Pope Francis appeared to weigh in on the side of anti-gay-marriage clerk Kim Davis, saying government workers have a "human right" to refuse to carry out a duty if they have a "conscientious objection."
While returning from his visit to the U.S., the pontiff told reporters aboard the papal plane Monday that anyone who prevents others from exercising their religious freedom is denying them a human right.
His comments are likely to be seized upon by backers of Kentucky-based Davis, whose refusal to issue marriage licenses to same-sex couples — in defiance of a Supreme Court ruling — has turned into her into a folk hero among some on the religious right.
The pontiff was asked: "Do you … support those individuals, including government officials, who say they cannot in good conscience, their own personal conscience, abide by some laws or discharge their duties as government officials, for example when issuing marriage licenses to same-sex couples?"
He did not refer specifically to Davis in his reply, saying: "I can't have in mind all the cases that can exist about conscientious objection … but yes, I can say that conscientious objection is a right that is a part of every human right. It is a right. And if a person does not allow others to be a conscientious objector, he denies a right."
Francis added: "Conscientious objection must enter into every juridical structure because it is a right, a human right. Otherwise we would end up in a situation where we select what is a right, saying, 'this right that has merit, this one does not.'"
Asked if this principle applied to government officials carrying out their duties, he replied: "It is a human right and if a government official is a human person, he has that right. It is a human right."
Francis' remarks were translated by pool reporters aboard the plane, and were not an official translation.
The pope also said he understands the anger of people abused by clergy, saying: "I pray for them."
He spoke after meeting with some victims of Catholic Church abuse in Philadelphia Sunday on the final day of his visit to the United States. The pontiff prayed with and blessed three women and two men, according to a statement from the Vatican, in a meeting that lasted about 30 minutes.

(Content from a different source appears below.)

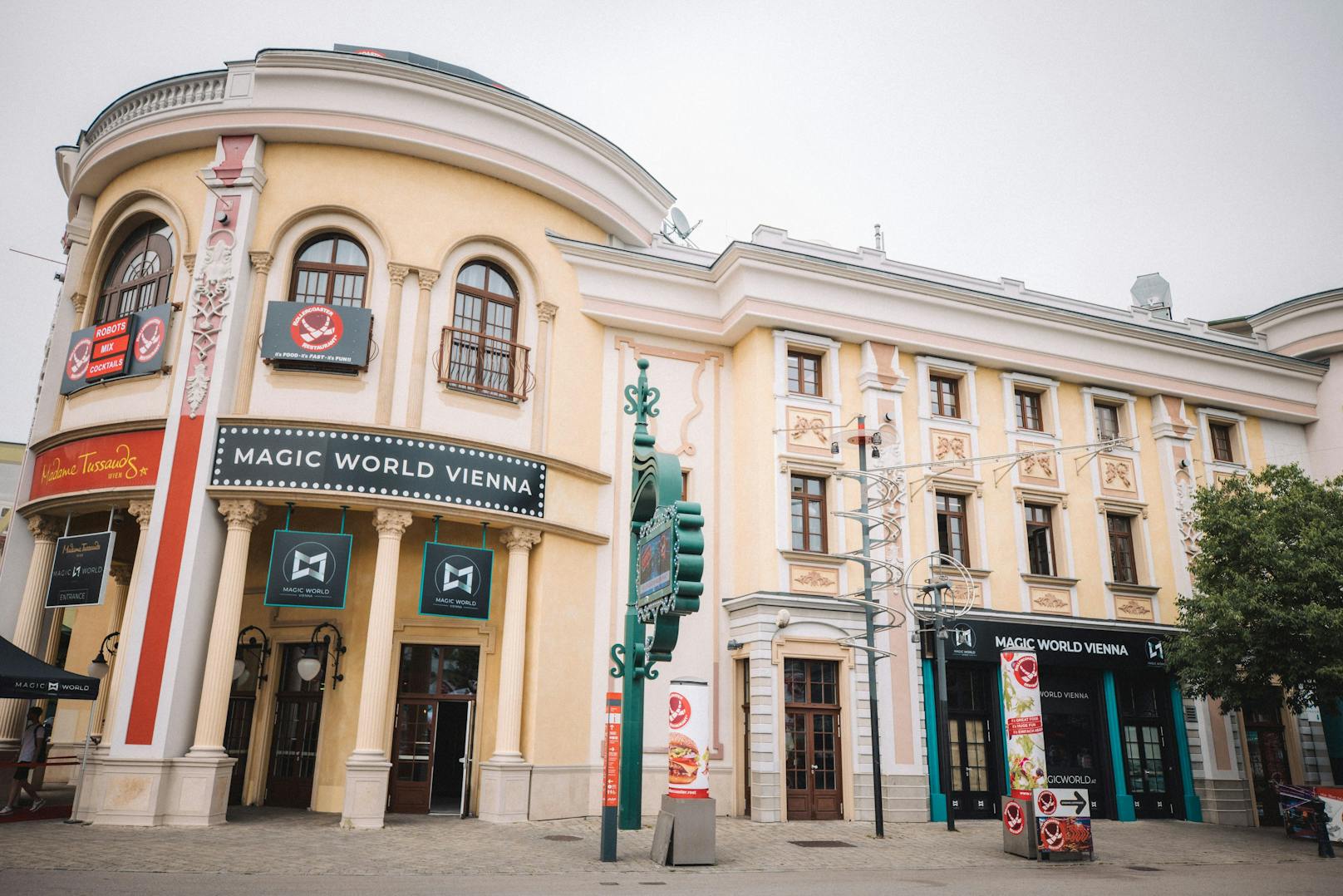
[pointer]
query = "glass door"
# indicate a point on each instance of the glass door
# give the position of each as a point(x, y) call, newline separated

On his flight back to the Vatican, Francis was asked about victims and relatives who do not forgive the church for the crimes of priests.
"I met a woman who told me 'when my mother found out that I had been abused, she became blasphemous, she lost her faith and she died an atheist,'" the pope said. "I understand that woman. I understand her."
He added: "I pray for them. And I don't judge them."
Francis also spoke about the issue of women priests, firmly ruling out any idea of the Catholic church following the Anglican example.
"As for women priests, that cannot be done," he said, explaining that the issue had already been examined in "long, long intense discussions" by Pope John Paul II.
"Not because women don't have the capacity. Look, in the church women are more important than men, because the church is a woman. It is 'la' [female] church, not 'il' [masculine] church. The church is the bride of Jesus Christ. And the Madonna is more important than popes and bishops and priests."
He added: "I must admit we are a bit late in an elaboration of the theology of women. We have to move ahead with that theology. Yes, that's true."